The Stockholm-based family has been using a GPS system to keep tabs on their kids for about a year and so far the children, aged 13, 17 and 19, have had no objections.
”Mainly we've been using it to see where the kids are. You don't always have all the schedules memorized. This way you avoid making lots of calls,” Hassler said.
Interest in global positioning systems (GPS) has surged in the last few years and several companies are currently offering services tracing children's mobile phones.
Large mobile phone service providers in Sweden like Telenor and Tre have positioning services as part of their family deals and the company Lociloci is marketing the ability to track loved ones at all times in real-time, using geo-positioning.

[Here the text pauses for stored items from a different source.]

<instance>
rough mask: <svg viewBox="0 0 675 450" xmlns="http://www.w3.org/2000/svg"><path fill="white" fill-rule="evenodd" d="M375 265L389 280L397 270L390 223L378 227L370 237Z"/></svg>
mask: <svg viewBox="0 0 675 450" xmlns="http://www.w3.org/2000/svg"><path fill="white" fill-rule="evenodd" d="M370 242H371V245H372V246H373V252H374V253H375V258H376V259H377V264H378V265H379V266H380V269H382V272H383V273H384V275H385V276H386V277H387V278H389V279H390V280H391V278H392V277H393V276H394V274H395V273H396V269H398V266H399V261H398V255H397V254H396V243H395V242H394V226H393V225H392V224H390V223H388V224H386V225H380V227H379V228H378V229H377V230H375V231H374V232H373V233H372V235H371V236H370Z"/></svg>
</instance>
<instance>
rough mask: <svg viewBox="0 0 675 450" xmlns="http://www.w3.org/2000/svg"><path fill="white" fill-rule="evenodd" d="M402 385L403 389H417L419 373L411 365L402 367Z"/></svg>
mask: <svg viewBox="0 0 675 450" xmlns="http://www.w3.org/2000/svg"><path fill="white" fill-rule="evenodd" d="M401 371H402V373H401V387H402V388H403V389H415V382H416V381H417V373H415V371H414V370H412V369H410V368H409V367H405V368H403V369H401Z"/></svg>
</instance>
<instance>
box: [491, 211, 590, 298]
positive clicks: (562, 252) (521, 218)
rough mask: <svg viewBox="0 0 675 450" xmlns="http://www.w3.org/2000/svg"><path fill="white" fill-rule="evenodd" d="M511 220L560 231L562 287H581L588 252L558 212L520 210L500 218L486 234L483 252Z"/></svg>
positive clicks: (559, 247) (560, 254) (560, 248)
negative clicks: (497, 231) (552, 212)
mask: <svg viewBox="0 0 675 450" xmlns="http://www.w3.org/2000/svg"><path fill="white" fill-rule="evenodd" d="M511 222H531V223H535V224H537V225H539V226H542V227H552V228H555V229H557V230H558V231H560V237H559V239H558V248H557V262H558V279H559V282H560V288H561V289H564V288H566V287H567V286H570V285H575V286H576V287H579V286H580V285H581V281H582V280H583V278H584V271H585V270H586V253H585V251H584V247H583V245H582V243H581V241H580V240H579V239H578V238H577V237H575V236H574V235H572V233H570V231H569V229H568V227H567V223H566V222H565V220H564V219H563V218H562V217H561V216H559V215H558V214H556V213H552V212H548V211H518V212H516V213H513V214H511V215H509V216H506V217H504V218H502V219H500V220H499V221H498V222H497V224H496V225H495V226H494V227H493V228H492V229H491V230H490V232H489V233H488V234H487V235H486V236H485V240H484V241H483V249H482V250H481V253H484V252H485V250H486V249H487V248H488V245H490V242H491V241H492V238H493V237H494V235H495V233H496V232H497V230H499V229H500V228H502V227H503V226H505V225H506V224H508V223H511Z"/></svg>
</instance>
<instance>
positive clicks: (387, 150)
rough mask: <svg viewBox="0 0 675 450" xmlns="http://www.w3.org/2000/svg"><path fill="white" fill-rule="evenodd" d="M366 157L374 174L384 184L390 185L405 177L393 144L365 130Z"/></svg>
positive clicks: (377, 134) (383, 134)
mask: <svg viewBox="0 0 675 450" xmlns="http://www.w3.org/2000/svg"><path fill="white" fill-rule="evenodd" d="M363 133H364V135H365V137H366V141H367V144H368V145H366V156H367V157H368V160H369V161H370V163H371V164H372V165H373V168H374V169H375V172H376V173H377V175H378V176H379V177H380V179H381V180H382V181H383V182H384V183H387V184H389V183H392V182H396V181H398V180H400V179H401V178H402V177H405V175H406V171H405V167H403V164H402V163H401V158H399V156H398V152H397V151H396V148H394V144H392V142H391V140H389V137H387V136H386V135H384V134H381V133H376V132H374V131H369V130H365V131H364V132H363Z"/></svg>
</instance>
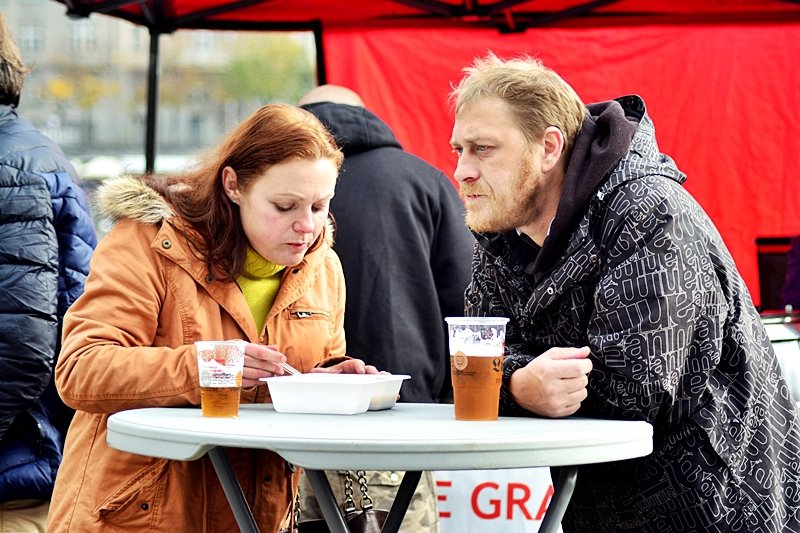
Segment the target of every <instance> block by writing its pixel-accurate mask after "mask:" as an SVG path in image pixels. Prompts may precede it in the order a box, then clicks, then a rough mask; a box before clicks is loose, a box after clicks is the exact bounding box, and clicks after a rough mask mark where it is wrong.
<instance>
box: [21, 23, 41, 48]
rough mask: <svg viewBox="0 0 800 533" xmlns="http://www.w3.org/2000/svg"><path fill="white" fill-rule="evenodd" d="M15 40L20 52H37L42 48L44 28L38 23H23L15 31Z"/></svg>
mask: <svg viewBox="0 0 800 533" xmlns="http://www.w3.org/2000/svg"><path fill="white" fill-rule="evenodd" d="M17 41H18V42H19V47H20V50H21V51H22V53H23V54H24V53H25V52H39V51H41V50H42V49H44V29H42V27H41V25H39V24H35V23H32V24H23V25H22V26H20V28H19V31H18V32H17Z"/></svg>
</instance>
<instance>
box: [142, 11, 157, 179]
mask: <svg viewBox="0 0 800 533" xmlns="http://www.w3.org/2000/svg"><path fill="white" fill-rule="evenodd" d="M160 37H161V32H159V31H158V29H156V28H155V27H152V26H151V27H150V63H149V65H148V67H147V126H146V132H145V144H144V171H145V173H146V174H150V173H152V172H153V170H154V169H155V161H156V114H157V112H158V71H159V50H158V44H159V41H160Z"/></svg>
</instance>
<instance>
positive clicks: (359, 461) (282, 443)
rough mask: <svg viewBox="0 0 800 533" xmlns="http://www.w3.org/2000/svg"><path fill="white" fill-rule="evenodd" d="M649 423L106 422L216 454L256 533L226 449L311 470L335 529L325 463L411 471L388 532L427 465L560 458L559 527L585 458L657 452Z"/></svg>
mask: <svg viewBox="0 0 800 533" xmlns="http://www.w3.org/2000/svg"><path fill="white" fill-rule="evenodd" d="M652 437H653V429H652V427H651V426H650V425H649V424H648V423H646V422H634V421H615V420H597V419H589V418H566V419H559V420H550V419H539V418H512V417H501V418H499V419H498V420H495V421H491V422H464V421H458V420H455V418H454V416H453V406H452V405H439V404H413V403H406V404H397V405H396V406H395V407H394V408H393V409H390V410H387V411H369V412H367V413H363V414H358V415H350V416H347V415H311V414H285V413H277V412H275V411H274V410H273V409H272V405H270V404H261V405H242V406H241V408H240V410H239V418H237V419H223V418H203V417H202V415H201V413H200V409H199V408H149V409H134V410H130V411H122V412H119V413H116V414H114V415H112V416H111V417H110V418H109V420H108V444H109V446H111V447H113V448H116V449H119V450H123V451H126V452H131V453H136V454H140V455H147V456H151V457H160V458H164V459H175V460H180V461H192V460H195V459H199V458H200V457H202V456H203V455H205V454H208V455H209V457H210V458H211V461H212V463H213V465H214V468H215V470H216V472H217V476H218V477H219V479H220V482H221V483H222V487H223V489H224V491H225V495H226V496H227V498H228V502H229V503H230V505H231V509H232V510H233V513H234V516H235V517H236V521H237V523H238V525H239V528H240V529H241V530H242V531H243V532H247V533H251V532H253V533H256V532H258V528H257V526H256V524H255V520H254V519H253V515H252V513H251V511H250V508H249V506H248V505H247V502H246V501H245V499H244V495H243V493H242V490H241V487H240V486H239V483H238V481H237V479H236V476H235V475H234V473H233V470H232V468H231V466H230V463H229V462H228V459H227V455H226V454H225V452H224V448H226V447H233V448H258V449H266V450H272V451H274V452H275V453H277V454H278V455H280V456H281V457H283V458H284V459H285V460H286V461H288V462H289V463H291V464H294V465H297V466H299V467H302V468H304V469H306V473H307V475H308V478H309V481H310V482H311V485H312V488H313V489H314V493H315V495H316V496H317V500H318V501H319V503H320V508H321V510H322V514H323V516H324V517H325V521H326V522H327V524H328V526H329V528H330V530H331V531H332V532H334V533H346V532H347V526H346V524H345V522H344V519H343V517H342V514H341V511H340V510H339V508H338V506H337V504H336V499H335V498H334V496H333V492H332V490H331V487H330V485H329V483H328V480H327V478H326V477H325V474H324V470H404V471H406V475H405V476H404V477H403V481H402V483H401V485H400V488H399V489H398V492H397V496H396V498H395V501H394V503H393V505H392V508H391V509H390V512H389V516H388V517H387V519H386V523H385V524H384V527H383V531H384V532H390V533H396V531H397V530H398V529H399V527H400V524H401V522H402V521H403V516H404V515H405V513H406V511H407V509H408V506H409V504H410V502H411V498H412V496H413V493H414V489H415V488H416V485H417V483H418V482H419V478H420V476H421V473H422V471H424V470H480V469H498V468H520V467H536V466H559V467H565V468H562V469H561V474H560V476H559V479H558V480H557V482H556V485H555V487H554V490H555V492H554V495H553V498H552V500H551V502H550V505H549V507H548V509H547V513H546V514H545V517H544V520H543V521H542V524H541V526H540V528H539V531H541V532H542V533H550V532H553V531H555V530H556V529H557V528H558V526H559V525H560V523H561V519H562V517H563V516H564V511H565V510H566V507H567V504H568V503H569V499H570V497H571V496H572V491H573V489H574V486H575V479H576V476H577V466H578V465H582V464H590V463H602V462H608V461H618V460H623V459H630V458H633V457H641V456H644V455H647V454H649V453H650V452H652V450H653V439H652Z"/></svg>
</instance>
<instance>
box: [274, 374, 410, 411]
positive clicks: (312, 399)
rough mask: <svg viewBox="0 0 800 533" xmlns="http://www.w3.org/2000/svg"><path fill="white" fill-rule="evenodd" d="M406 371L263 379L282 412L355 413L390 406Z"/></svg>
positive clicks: (304, 375)
mask: <svg viewBox="0 0 800 533" xmlns="http://www.w3.org/2000/svg"><path fill="white" fill-rule="evenodd" d="M410 377H411V376H408V375H405V374H323V373H313V374H300V375H293V376H276V377H271V378H262V379H261V381H265V382H266V383H267V385H268V386H269V394H270V396H271V397H272V405H273V407H274V408H275V410H276V411H277V412H279V413H317V414H331V415H354V414H358V413H363V412H365V411H367V410H371V411H379V410H382V409H391V408H392V407H394V404H395V402H396V400H397V394H398V393H399V392H400V386H401V385H402V384H403V381H404V380H406V379H409V378H410Z"/></svg>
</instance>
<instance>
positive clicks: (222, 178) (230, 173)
mask: <svg viewBox="0 0 800 533" xmlns="http://www.w3.org/2000/svg"><path fill="white" fill-rule="evenodd" d="M222 188H223V190H224V191H225V194H226V195H227V196H228V198H229V199H230V201H231V202H233V203H235V204H238V203H239V182H238V181H237V180H236V171H235V170H233V169H232V168H231V167H225V168H223V169H222Z"/></svg>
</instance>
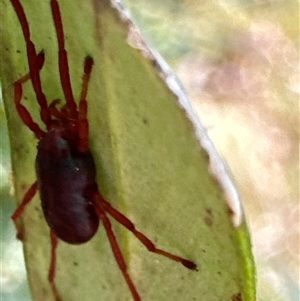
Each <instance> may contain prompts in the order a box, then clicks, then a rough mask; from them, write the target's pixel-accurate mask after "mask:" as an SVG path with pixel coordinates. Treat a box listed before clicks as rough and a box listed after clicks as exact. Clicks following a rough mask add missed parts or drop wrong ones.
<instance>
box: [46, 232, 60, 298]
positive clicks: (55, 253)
mask: <svg viewBox="0 0 300 301" xmlns="http://www.w3.org/2000/svg"><path fill="white" fill-rule="evenodd" d="M50 240H51V261H50V267H49V274H48V281H49V283H50V286H51V290H52V292H53V295H54V298H55V301H62V299H61V297H60V295H59V293H58V290H57V287H56V284H55V274H56V249H57V245H58V237H57V236H56V234H55V233H54V231H52V230H51V231H50Z"/></svg>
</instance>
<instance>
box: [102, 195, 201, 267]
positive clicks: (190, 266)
mask: <svg viewBox="0 0 300 301" xmlns="http://www.w3.org/2000/svg"><path fill="white" fill-rule="evenodd" d="M97 199H98V200H99V204H100V206H101V207H102V208H103V210H105V211H106V212H107V213H109V214H110V215H111V216H112V217H113V218H114V219H115V220H116V221H118V222H119V223H120V224H122V225H123V226H124V227H125V228H127V229H128V230H129V231H131V232H132V233H133V234H134V236H135V237H136V238H137V239H138V240H139V241H140V242H141V243H142V244H143V245H144V246H145V247H146V248H147V249H148V250H149V251H150V252H153V253H156V254H160V255H162V256H165V257H167V258H169V259H172V260H174V261H177V262H180V263H181V264H183V265H184V266H185V267H186V268H188V269H191V270H197V265H196V264H195V263H194V262H192V261H190V260H187V259H184V258H182V257H180V256H177V255H174V254H172V253H169V252H167V251H164V250H162V249H158V248H157V247H156V246H155V245H154V243H153V242H152V241H151V240H150V239H149V238H148V237H146V236H145V235H144V234H143V233H141V232H139V231H137V230H136V228H135V226H134V224H133V223H132V222H131V221H130V220H129V219H128V218H127V217H126V216H125V215H123V214H122V213H121V212H119V211H118V210H116V209H114V208H113V207H112V206H111V205H110V204H109V203H108V202H107V201H105V200H104V199H103V198H102V197H101V196H100V194H99V196H98V197H97Z"/></svg>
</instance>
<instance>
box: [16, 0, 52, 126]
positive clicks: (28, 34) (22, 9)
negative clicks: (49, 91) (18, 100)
mask: <svg viewBox="0 0 300 301" xmlns="http://www.w3.org/2000/svg"><path fill="white" fill-rule="evenodd" d="M11 3H12V5H13V7H14V9H15V11H16V14H17V16H18V18H19V21H20V23H21V26H22V30H23V34H24V38H25V42H26V49H27V56H28V65H29V74H30V79H31V82H32V86H33V89H34V91H35V94H36V98H37V101H38V103H39V105H40V107H41V119H42V121H43V122H44V124H45V125H46V127H47V128H49V127H50V123H51V115H50V111H49V110H48V105H47V99H46V96H45V94H44V92H43V90H42V84H41V78H40V64H41V57H43V54H42V52H41V53H39V54H37V52H36V49H35V46H34V44H33V42H32V41H31V39H30V30H29V25H28V21H27V18H26V15H25V12H24V9H23V7H22V5H21V3H20V1H19V0H11ZM16 89H17V90H18V91H20V87H18V88H15V90H16Z"/></svg>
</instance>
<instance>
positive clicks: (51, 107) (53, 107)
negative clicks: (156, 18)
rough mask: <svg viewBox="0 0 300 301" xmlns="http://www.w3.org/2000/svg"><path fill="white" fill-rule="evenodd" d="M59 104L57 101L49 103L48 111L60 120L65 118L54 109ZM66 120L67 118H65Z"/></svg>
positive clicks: (57, 111)
mask: <svg viewBox="0 0 300 301" xmlns="http://www.w3.org/2000/svg"><path fill="white" fill-rule="evenodd" d="M59 102H60V100H59V99H55V100H53V101H52V102H51V103H50V106H49V110H50V112H51V115H52V116H54V117H55V118H57V119H59V120H62V119H64V118H65V116H64V114H63V113H62V112H61V111H60V110H59V109H58V108H57V107H56V105H57V104H58V103H59ZM66 118H67V116H66Z"/></svg>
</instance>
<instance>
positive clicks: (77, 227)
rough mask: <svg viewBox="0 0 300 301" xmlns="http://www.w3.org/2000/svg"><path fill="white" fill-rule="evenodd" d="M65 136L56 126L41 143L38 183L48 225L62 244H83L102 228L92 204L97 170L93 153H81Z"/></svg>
mask: <svg viewBox="0 0 300 301" xmlns="http://www.w3.org/2000/svg"><path fill="white" fill-rule="evenodd" d="M64 136H66V137H68V135H67V134H66V131H65V129H64V128H60V127H59V126H54V127H52V128H51V129H50V130H49V132H47V134H46V135H45V136H44V137H43V138H42V139H41V140H40V141H39V144H38V154H37V157H36V174H37V182H38V188H39V192H40V197H41V202H42V208H43V211H44V215H45V218H46V221H47V223H48V225H49V226H50V227H51V229H52V230H53V231H54V232H55V234H56V235H57V236H58V237H59V238H60V239H62V240H63V241H65V242H68V243H71V244H80V243H84V242H86V241H88V240H90V239H91V237H92V236H93V235H94V234H95V233H96V232H97V229H98V225H99V217H98V216H97V214H96V212H95V209H94V206H93V204H92V202H91V200H92V193H94V192H95V187H96V183H95V166H94V160H93V157H92V155H91V153H90V152H86V153H79V152H78V150H77V147H76V144H73V143H72V141H70V140H68V139H67V138H64ZM96 191H97V190H96Z"/></svg>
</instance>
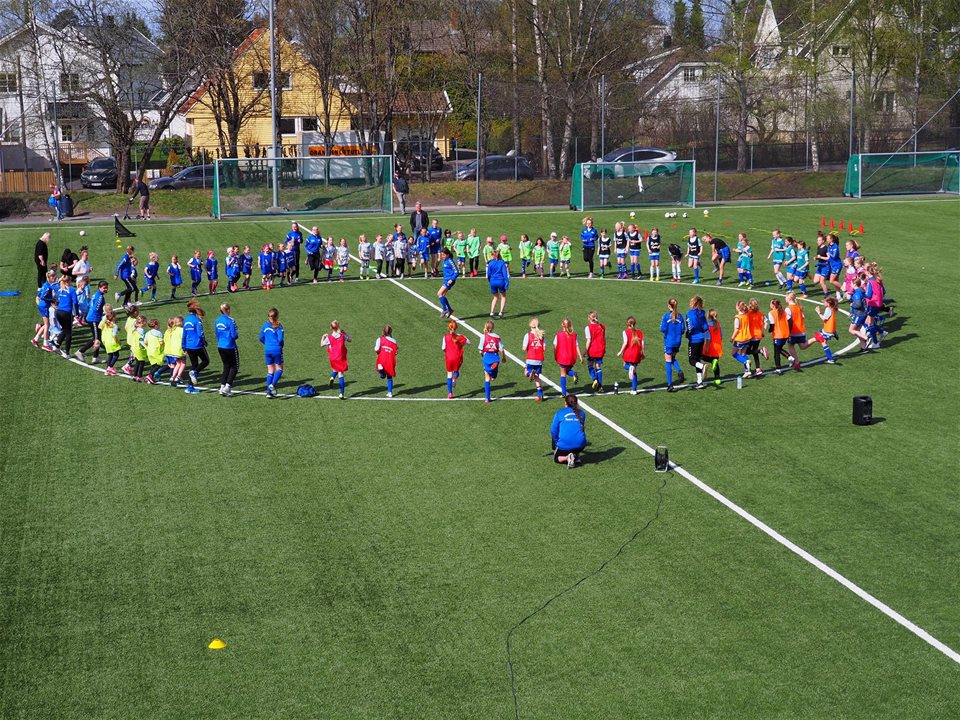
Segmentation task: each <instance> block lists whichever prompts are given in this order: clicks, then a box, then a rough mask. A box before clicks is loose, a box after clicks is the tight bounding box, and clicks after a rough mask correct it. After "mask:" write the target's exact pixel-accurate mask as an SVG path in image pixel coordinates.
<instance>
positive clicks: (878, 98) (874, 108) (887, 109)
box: [873, 90, 895, 112]
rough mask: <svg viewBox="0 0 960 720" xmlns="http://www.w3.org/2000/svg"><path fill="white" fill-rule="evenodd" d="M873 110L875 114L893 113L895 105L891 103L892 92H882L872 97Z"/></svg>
mask: <svg viewBox="0 0 960 720" xmlns="http://www.w3.org/2000/svg"><path fill="white" fill-rule="evenodd" d="M873 108H874V110H876V111H877V112H893V111H894V109H895V104H894V101H893V92H891V91H889V90H884V91H882V92H878V93H877V94H876V95H874V97H873Z"/></svg>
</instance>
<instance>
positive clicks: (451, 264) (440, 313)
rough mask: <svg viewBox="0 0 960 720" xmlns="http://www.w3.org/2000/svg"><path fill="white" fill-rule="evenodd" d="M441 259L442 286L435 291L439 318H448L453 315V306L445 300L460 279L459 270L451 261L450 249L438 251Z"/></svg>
mask: <svg viewBox="0 0 960 720" xmlns="http://www.w3.org/2000/svg"><path fill="white" fill-rule="evenodd" d="M440 254H441V256H442V258H443V263H442V270H443V285H441V286H440V289H439V290H437V298H438V299H439V300H440V317H444V318H446V317H450V316H451V315H453V306H452V305H451V304H450V301H449V300H448V299H447V293H448V292H449V291H450V290H451V289H452V288H453V286H454V285H455V284H456V282H457V278H458V277H460V270H459V268H458V267H457V263H456V262H455V261H454V259H453V251H452V250H451V249H450V248H444V249H443V250H441V251H440Z"/></svg>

”The interest is definitely most prominent among families with children,” Lociloci CEO Fredric Gunnarson told news agency TT.
Lociloci was created to help families to manage their daily life, the company writes on their web page.
”We don't expect to be seen as an alternative to good parenting. We are just offering parents an extra tool to make use of,” Gunnarsson said.
Mobile phone operator Tre is also offering a new service where parents can set an ”surveillance zone” for their kids. If the child ventures outside the area, a text message is immediately sent to the parent.
However, child psychologist Jenny Klefbom questions the use of these services.
”If you need to do this you don't have a good relationship with your child, What keeps kids safe is a good relationship with their parents, built on trust,” she told TT.
Making use of electronic surveillance systems could also lull the parents into a sense of false security, according to Klefbom.
”It is too simplistic a system. The only thing you can keep track of is where the child is. What's the thought behind that? That sex can only happen in a bedroom or that taking drugs only occur on Sergels Torg,” she said, referring to a square in Stockholm commonly connected with the drugs trade.
The only time it could be OK to keep tabs on one's child a bit more is if things have already deteriorated, for example if the kid has been involved with drugs, she explained.
”But even then it is crucial that the teenager understands why. That he or she knows that they have been given back some freedom in exchange for submitting to this control. To secretly track someone is never OK,” Klefbom told TT.